Sunscreen’s active ingredients are regulated by the FDA like new medicines, albeit with even less moral urgency than usual. In this case the problem is skin cancer, most types of which are preventable. But their incidence is rising rapidly in the U.S. even as other cancer rates fall, and part of the explanation is the FDA’s unfathomable, dozen-year blockade of better sunblocks.
Since the 1990s, advanced sunscreens that counter the UV-A rays that contribute to carcinomas have been widely sold in Europe, Canada and Asia. Americans must rely on an older generation that merely prevents sunburn, because since 2002 the FDA has refused to provide up-or-down answers for eight pending applications to approve the superior compounds.

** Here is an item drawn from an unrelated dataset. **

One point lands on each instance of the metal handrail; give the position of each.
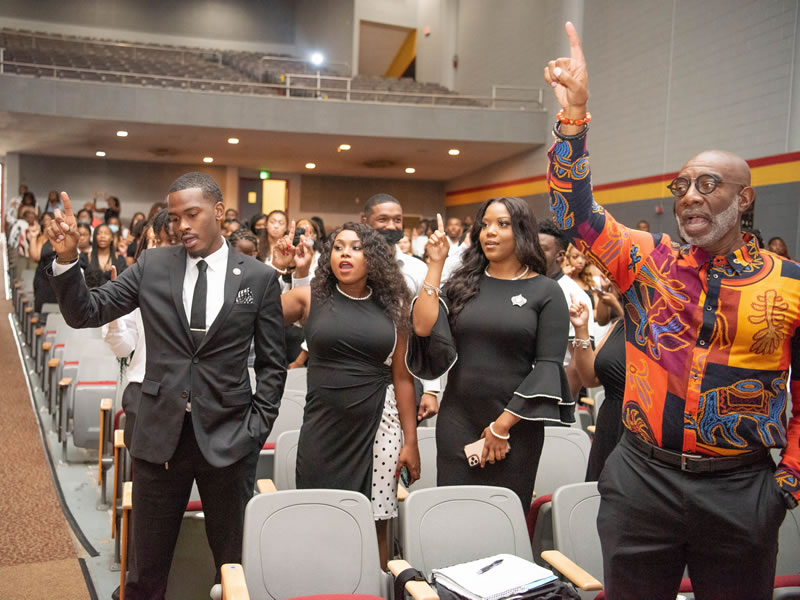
(286, 88)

Last year the Surgeon General declared skin cancer a public-health crisis—there are now 63,000 new cases each year of melanoma, the deadliest form. So Congress tried to thaw the FDA deep freeze with the Sunscreen Innovation Act, which passed both chambers unanimously and President Obama signed. The law imposed hard deadlines under a process meant to expedite products that are “generally recognized as safe and effective,” i.e., commercially available in other countries…
One would think that 20 years of use in Europe and Asia would be a big enough experimental sample, but then most of us don’t think like bureaucrats.
Just wait until they start messing with the Internet.